Justice Douglas delivered the decision of the Court. In it, he wrote that the Court was putting aside "the problems presented by the Davis case and its offspring" because there was one aspect of the case that undercut all others, requiring the Court to reverse the judgment and rule in favor of Fowler. Douglas wrote that the concession by the State of Rhode Island that the meeting in question was a religious one and the further concession that the ordinance did not prohibit church services in the park plainly showed that a religious service of Jehovah's Witnesses was treated differently than a religious service of other sects. In the opinion of the Court, that amounted to the state preferring some religious groups over the Jehovah's Witnesses.
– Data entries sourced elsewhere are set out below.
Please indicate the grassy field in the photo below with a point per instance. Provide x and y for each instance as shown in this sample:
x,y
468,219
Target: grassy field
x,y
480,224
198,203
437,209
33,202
Justice Douglas cited the precedent of Niemotko v. Maryland in which there was similarly "a public park, open to all religious groups, was denied Jehovah's Witnesses because of the dislike which the local officials had of these people and their views." In that case, the Court had held the prosecution of Niemotko to be a discrimination that was prohibited by the First and Fourteenth Amendments.

Douglas wrote

it is no business of courts to say that what is a religious practice or activity for one group is not religion under the protection of the First Amendment. Nor is it in the competence of courts under our constitutional scheme to approve, disapprove, classify, regulate, or in any manner control sermons delivered at religious meetings. Sermons are as much a part of a religious service as prayers. They cover a wide range and have as great a diversity as the Bible or other Holy Book from which they commonly take their texts. To call the words which one minister speaks to his congregation a sermon, immune from regulation, and the words of another minister an address, subject to regulation, is merely an indirect way of preferring one religion over another. That would be precisely the effect here if we affirmed this conviction in the face of the concession made during oral argument.